Слава о духовных подвигах Сергия и о творимых им чудесах росла со дня на день. К нему стали стекаться и простолюдины, и вельможи с просьбой помолиться за них.
Монашествующие оставляли свои обители и приходили жить в монастырь Сергия.
Обитель росла и ширилась.
Вернёмся теперь к путешествию великого князя на богомолье.

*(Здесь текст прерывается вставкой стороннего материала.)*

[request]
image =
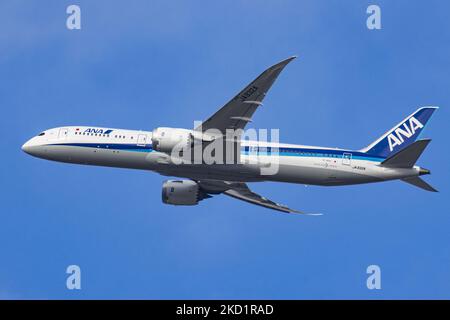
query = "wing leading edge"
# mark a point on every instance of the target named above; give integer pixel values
(239, 110)
(241, 191)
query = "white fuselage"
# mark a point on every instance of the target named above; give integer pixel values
(293, 163)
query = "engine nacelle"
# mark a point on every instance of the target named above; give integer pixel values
(182, 192)
(165, 139)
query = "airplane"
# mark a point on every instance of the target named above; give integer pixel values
(390, 157)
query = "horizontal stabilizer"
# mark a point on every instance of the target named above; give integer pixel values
(416, 181)
(407, 157)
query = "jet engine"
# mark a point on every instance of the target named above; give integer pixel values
(165, 139)
(182, 192)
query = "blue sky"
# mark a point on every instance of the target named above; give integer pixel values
(144, 64)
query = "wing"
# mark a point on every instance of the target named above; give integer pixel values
(241, 191)
(239, 110)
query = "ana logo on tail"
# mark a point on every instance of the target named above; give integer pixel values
(408, 129)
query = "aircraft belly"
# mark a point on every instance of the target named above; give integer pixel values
(95, 156)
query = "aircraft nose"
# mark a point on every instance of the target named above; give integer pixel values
(26, 147)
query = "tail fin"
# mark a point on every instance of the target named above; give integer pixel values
(407, 157)
(402, 135)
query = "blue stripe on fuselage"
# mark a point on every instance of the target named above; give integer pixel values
(281, 151)
(109, 146)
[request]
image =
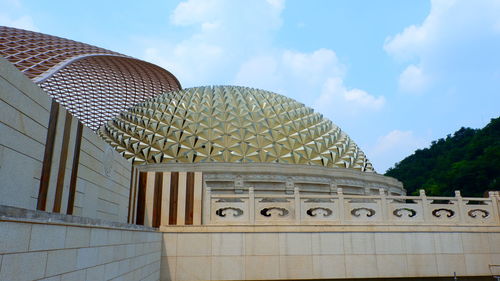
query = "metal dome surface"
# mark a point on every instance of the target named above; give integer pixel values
(230, 124)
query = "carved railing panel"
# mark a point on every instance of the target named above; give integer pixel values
(315, 210)
(482, 212)
(335, 209)
(363, 211)
(406, 212)
(269, 210)
(229, 210)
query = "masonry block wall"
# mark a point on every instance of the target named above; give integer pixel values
(40, 250)
(49, 161)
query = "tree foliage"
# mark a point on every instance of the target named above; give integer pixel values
(468, 160)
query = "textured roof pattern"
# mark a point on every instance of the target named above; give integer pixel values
(230, 124)
(94, 84)
(36, 54)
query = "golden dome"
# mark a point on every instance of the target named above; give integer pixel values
(230, 124)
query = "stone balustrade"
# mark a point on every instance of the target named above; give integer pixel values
(341, 209)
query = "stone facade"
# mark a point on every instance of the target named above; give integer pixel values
(312, 252)
(101, 179)
(44, 246)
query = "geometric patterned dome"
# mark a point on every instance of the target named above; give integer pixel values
(94, 84)
(230, 124)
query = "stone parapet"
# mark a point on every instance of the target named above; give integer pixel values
(38, 245)
(254, 208)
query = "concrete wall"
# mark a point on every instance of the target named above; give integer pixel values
(314, 252)
(52, 249)
(103, 176)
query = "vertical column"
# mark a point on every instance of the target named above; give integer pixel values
(141, 198)
(157, 199)
(383, 204)
(207, 205)
(74, 170)
(341, 208)
(63, 157)
(495, 196)
(174, 191)
(150, 191)
(181, 199)
(425, 205)
(298, 212)
(251, 204)
(165, 199)
(197, 210)
(188, 217)
(47, 157)
(461, 206)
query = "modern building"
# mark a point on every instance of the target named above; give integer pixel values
(109, 170)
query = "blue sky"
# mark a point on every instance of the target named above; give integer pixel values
(394, 75)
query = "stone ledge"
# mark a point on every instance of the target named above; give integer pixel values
(15, 214)
(328, 228)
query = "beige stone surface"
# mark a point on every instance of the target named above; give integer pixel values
(327, 243)
(422, 265)
(389, 243)
(168, 266)
(169, 244)
(392, 266)
(95, 273)
(295, 244)
(60, 261)
(46, 237)
(359, 243)
(448, 243)
(448, 264)
(11, 231)
(420, 243)
(78, 275)
(14, 266)
(262, 244)
(262, 267)
(194, 244)
(77, 237)
(228, 244)
(329, 266)
(361, 266)
(193, 268)
(296, 267)
(477, 243)
(228, 268)
(477, 264)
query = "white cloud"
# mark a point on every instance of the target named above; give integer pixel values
(335, 95)
(413, 80)
(457, 40)
(225, 34)
(393, 147)
(12, 15)
(313, 78)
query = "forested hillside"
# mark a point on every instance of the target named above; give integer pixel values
(468, 160)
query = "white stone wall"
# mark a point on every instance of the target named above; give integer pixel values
(298, 252)
(103, 178)
(24, 117)
(32, 251)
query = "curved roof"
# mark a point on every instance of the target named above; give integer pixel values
(230, 124)
(94, 84)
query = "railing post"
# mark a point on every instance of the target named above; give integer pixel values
(425, 205)
(207, 206)
(251, 205)
(383, 204)
(495, 197)
(298, 211)
(340, 194)
(461, 206)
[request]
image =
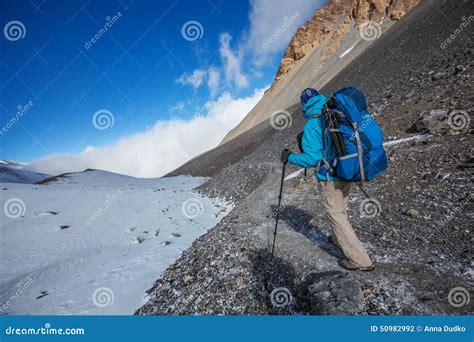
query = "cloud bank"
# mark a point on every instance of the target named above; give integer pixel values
(161, 149)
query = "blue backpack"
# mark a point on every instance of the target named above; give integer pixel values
(356, 136)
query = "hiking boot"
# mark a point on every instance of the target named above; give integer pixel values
(351, 266)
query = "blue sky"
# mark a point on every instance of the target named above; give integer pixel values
(143, 68)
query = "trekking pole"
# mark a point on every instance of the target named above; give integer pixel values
(278, 207)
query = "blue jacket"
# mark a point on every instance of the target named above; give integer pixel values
(316, 143)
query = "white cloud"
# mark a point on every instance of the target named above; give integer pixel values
(231, 63)
(194, 79)
(273, 24)
(161, 149)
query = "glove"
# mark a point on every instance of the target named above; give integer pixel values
(284, 155)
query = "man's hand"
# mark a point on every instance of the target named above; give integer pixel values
(284, 155)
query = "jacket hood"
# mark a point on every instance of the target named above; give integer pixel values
(314, 105)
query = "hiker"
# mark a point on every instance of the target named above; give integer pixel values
(317, 147)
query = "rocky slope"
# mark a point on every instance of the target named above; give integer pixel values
(336, 34)
(323, 23)
(419, 83)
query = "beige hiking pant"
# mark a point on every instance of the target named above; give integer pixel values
(335, 196)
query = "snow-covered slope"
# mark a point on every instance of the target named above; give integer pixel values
(11, 172)
(93, 242)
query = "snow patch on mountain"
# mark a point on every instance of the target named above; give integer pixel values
(92, 243)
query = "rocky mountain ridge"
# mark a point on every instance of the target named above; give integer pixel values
(325, 23)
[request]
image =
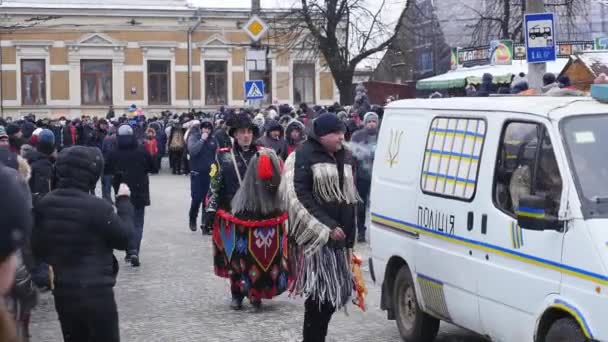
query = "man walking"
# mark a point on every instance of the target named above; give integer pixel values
(80, 246)
(364, 143)
(129, 163)
(319, 189)
(202, 147)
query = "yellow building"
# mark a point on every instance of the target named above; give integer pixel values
(74, 57)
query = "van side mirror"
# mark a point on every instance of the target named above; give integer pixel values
(531, 215)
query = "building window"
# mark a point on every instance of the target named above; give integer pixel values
(159, 82)
(96, 82)
(425, 61)
(33, 81)
(216, 82)
(304, 83)
(452, 157)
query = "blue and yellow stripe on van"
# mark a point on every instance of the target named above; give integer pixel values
(505, 252)
(449, 179)
(452, 155)
(574, 312)
(456, 133)
(517, 236)
(531, 212)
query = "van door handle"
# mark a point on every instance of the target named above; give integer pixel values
(470, 221)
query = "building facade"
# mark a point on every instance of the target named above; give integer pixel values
(74, 58)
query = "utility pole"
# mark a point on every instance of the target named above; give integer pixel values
(535, 70)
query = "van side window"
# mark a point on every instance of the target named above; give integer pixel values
(525, 168)
(452, 157)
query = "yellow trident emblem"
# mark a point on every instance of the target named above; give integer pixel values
(393, 147)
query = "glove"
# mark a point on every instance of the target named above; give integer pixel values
(209, 220)
(123, 190)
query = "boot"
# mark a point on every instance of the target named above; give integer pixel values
(236, 304)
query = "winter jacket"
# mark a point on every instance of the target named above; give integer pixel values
(63, 137)
(278, 145)
(79, 245)
(316, 169)
(130, 163)
(75, 231)
(291, 144)
(222, 138)
(202, 152)
(42, 172)
(224, 181)
(364, 148)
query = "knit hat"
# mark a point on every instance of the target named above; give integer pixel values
(12, 129)
(15, 211)
(370, 116)
(125, 130)
(46, 141)
(328, 123)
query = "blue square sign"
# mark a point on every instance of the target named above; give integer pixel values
(254, 90)
(540, 37)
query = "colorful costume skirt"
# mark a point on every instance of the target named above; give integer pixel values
(253, 254)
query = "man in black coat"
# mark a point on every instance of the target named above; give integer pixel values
(41, 162)
(319, 188)
(129, 163)
(80, 245)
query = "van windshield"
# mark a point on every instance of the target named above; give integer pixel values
(587, 145)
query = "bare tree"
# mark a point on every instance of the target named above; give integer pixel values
(344, 32)
(503, 19)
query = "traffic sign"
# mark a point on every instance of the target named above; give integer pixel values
(540, 37)
(254, 90)
(255, 28)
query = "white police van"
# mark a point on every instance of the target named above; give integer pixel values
(492, 214)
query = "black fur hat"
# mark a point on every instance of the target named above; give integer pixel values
(243, 121)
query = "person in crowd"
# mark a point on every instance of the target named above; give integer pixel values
(41, 160)
(151, 146)
(108, 145)
(273, 138)
(84, 297)
(176, 147)
(16, 218)
(161, 141)
(319, 189)
(202, 147)
(364, 144)
(15, 137)
(549, 82)
(486, 87)
(226, 178)
(221, 133)
(129, 163)
(294, 136)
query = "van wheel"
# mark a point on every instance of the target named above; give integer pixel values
(565, 330)
(413, 323)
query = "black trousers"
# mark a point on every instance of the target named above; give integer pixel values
(363, 186)
(87, 315)
(316, 320)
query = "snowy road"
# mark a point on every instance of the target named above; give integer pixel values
(174, 295)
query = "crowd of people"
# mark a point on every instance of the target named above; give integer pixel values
(52, 167)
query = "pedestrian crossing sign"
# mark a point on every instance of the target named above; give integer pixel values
(254, 90)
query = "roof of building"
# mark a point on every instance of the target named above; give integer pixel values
(502, 74)
(546, 106)
(106, 4)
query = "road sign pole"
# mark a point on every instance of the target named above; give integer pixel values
(536, 71)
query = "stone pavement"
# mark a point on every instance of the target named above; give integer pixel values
(174, 296)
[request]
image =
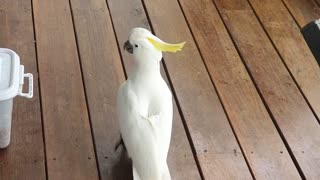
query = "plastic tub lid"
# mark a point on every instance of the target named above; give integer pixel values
(9, 74)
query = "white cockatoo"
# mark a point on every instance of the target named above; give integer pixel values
(145, 107)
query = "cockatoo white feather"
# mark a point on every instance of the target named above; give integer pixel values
(145, 107)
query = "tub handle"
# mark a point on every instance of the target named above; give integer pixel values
(30, 93)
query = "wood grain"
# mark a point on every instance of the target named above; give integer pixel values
(103, 74)
(69, 146)
(24, 158)
(202, 111)
(250, 119)
(288, 107)
(304, 11)
(181, 162)
(286, 36)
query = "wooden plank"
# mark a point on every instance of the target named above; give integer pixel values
(288, 107)
(249, 117)
(181, 162)
(286, 36)
(24, 158)
(103, 74)
(207, 123)
(304, 11)
(69, 147)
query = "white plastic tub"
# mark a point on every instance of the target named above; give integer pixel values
(11, 84)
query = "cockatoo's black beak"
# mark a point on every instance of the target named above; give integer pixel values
(128, 47)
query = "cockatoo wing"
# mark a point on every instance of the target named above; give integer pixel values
(146, 137)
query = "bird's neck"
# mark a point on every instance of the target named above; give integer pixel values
(146, 71)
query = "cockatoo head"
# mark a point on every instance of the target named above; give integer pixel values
(147, 47)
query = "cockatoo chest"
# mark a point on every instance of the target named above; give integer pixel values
(151, 96)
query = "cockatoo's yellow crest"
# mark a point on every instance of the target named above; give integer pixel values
(166, 47)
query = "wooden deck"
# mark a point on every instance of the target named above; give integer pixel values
(246, 87)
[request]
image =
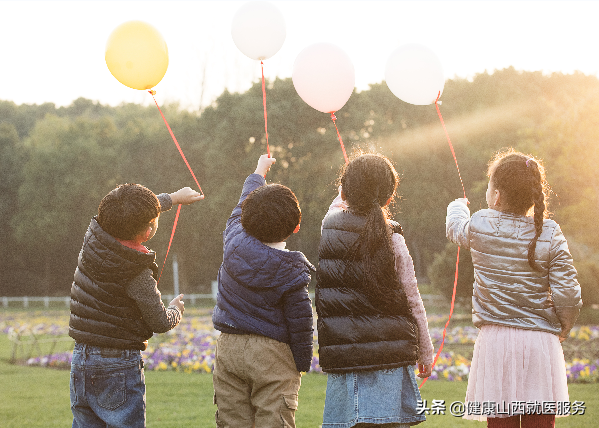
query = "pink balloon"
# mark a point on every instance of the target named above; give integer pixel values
(324, 77)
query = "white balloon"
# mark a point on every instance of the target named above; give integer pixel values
(414, 74)
(324, 77)
(258, 29)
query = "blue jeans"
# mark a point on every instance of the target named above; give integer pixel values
(108, 388)
(385, 398)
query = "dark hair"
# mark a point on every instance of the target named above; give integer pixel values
(521, 181)
(127, 210)
(368, 182)
(271, 213)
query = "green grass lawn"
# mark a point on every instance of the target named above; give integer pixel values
(39, 397)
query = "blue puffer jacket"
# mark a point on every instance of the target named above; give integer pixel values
(262, 290)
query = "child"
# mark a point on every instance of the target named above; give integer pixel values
(263, 309)
(372, 325)
(526, 297)
(116, 307)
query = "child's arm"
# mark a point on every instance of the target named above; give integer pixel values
(251, 183)
(404, 268)
(457, 223)
(337, 204)
(184, 196)
(297, 308)
(143, 289)
(565, 289)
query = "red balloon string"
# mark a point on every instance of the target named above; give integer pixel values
(455, 282)
(171, 240)
(264, 103)
(449, 141)
(176, 142)
(152, 92)
(333, 118)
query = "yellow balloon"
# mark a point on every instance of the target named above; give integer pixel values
(136, 55)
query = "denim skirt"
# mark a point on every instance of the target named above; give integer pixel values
(385, 397)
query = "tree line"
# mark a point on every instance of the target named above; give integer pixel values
(58, 162)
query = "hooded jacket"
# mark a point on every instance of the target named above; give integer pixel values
(507, 291)
(354, 333)
(263, 290)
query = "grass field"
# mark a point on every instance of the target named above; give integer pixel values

Когда Димитрий Иоаннович въезжал в монастырские врата, зазвонили во все колокола обители.
На паперти соборного храма его встретил преподобный игумен с крестом и святою водою. Когда князь приложился к кресту и был окроплён святою водою, преподобный Сергий сам принял благословение от митрополита Алексия, потом облобызался с ним.
Облобызался преподобный и с Митяем.
Как не схожи друг с другом великокняжеский духовник и великий игумен.
Отец Михаил был одет в богатую рясу, на груди красовался осыпанный драгоценными камнями крест; он выглядел красивым, сильным и смотрел гордо.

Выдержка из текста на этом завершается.